The vote comes as part of Republicans' efforts to strike down regulations issued during the final months of Democratic President Barack Obama's tenure. Still, Republicans in Congress voted to allow these corporations to profit off of their consumers, selling simple data to advertisers in order to make a quick buck. In essence, your ISP ould sell your personal information without your permission-a potentially grave scenario, considering it's quite hard to prevent monitoring by internet providers.
If the rules are enacted, the FCC would be in charge of regulation. "The best way to achieve that result would be to return jurisdiction over broadband providers' privacy practices to the FTC". Now the House has gone ahead and voted the same way, so internet users' privacy is now up for sale. She used the Congressional Review Act in a procedure that lets lawmakers scrap regulations recently created by government agencies.
"We are one step closer to a world where ISPs can snoop on our traffic, sell our private information to the highest bidder, and pre-install spyware on our mobile phones", Jeremy Gillula, a senior staff technologist for the Electronic Frontier Foundation, told BuzzFeed.

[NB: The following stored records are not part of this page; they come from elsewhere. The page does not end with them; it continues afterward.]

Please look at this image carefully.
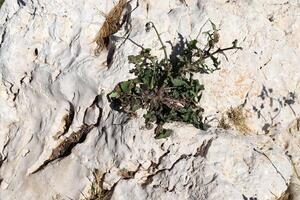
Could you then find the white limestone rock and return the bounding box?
[0,0,300,200]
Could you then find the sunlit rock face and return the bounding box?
[0,0,300,200]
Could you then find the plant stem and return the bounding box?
[147,22,168,60]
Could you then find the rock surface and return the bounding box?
[0,0,300,200]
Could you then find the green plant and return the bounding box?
[108,22,241,139]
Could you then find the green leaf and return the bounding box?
[172,78,187,87]
[120,81,130,93]
[108,92,120,99]
[155,129,173,139]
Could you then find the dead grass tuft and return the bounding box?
[218,106,250,133]
[86,170,113,200]
[94,0,128,55]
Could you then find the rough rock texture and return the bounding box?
[0,0,300,200]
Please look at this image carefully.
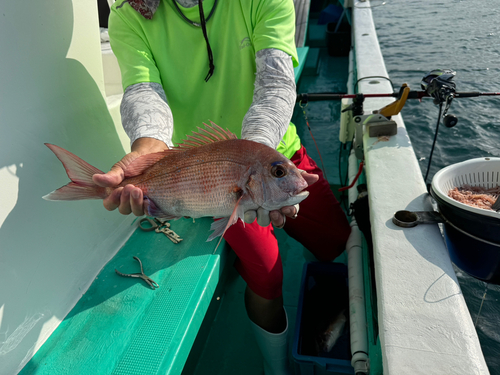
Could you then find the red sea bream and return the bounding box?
[44,123,309,240]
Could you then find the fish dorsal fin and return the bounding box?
[124,121,238,178]
[172,121,238,151]
[124,149,172,178]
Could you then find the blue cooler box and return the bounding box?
[293,262,354,375]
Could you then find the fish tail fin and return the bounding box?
[43,143,108,201]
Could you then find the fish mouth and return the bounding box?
[288,191,309,206]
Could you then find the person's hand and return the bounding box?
[92,138,168,216]
[245,171,319,229]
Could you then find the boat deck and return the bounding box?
[182,47,348,375]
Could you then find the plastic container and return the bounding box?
[293,262,354,375]
[431,158,500,284]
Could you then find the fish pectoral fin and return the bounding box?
[207,194,245,242]
[144,197,180,220]
[207,217,229,242]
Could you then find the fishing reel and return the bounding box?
[420,69,458,128]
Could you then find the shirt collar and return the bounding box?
[126,0,160,20]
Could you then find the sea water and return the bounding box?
[372,0,500,375]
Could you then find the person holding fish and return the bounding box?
[93,0,350,374]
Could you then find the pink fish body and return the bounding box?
[44,123,309,240]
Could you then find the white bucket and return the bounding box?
[432,158,500,219]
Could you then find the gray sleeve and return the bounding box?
[241,49,297,148]
[120,82,174,146]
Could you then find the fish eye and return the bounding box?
[271,164,288,178]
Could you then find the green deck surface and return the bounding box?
[21,219,227,375]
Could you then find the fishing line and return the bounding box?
[474,283,490,328]
[424,103,443,183]
[299,101,328,181]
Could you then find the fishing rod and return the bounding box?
[296,69,500,188]
[297,69,500,128]
[297,90,500,103]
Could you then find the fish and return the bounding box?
[43,122,309,241]
[315,309,347,354]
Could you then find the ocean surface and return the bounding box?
[372,0,500,375]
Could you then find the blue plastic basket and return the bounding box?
[293,262,354,375]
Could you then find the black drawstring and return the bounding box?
[198,0,215,82]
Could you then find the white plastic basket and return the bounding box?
[432,158,500,219]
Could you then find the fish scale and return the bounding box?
[125,140,258,218]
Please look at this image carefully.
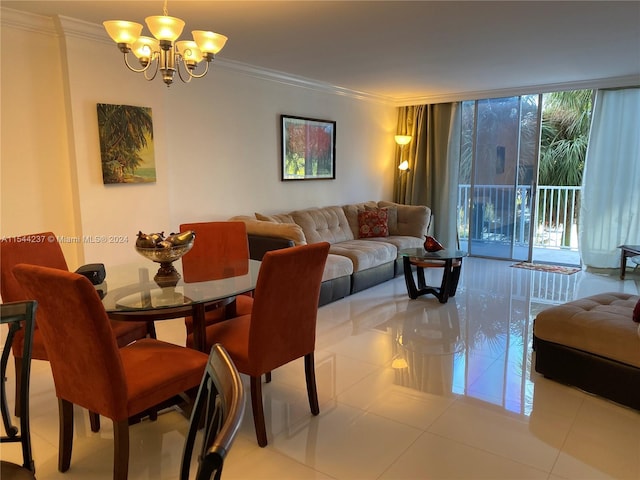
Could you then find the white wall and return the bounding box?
[0,11,396,268]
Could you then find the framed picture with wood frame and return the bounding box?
[280,115,336,181]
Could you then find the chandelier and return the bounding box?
[103,0,227,86]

Representative Michael Capuano, a Massachusetts Democrat, said Tuesday that Comcast could know his personal information because he looked up his mother's medical condition and his purchase history.
With Facebook and Google, tired users may choose to limit their activity on the sites or switch to rival services. She said if consumers don't like Google's privacy protections, they can switch to another search engine, like Bing.
Last week, Pai said consumers would have privacy protections even without the Obama internet provider rules, but most sane people think that you must be smoking something to believe that is true. It also allows ISPs to use and share other information, including email addresses and service tier information, unless a customer "opts-out". Institutions should take care to reinforce privacy best practices with students and staff, including using VPNs, encrypted browsers, and clearing app and browsing history on all devices often. "Experts say federal law still requires broadband providers to protect customer information - but it doesn't spell out how or what companies must do", the Associated Press reported.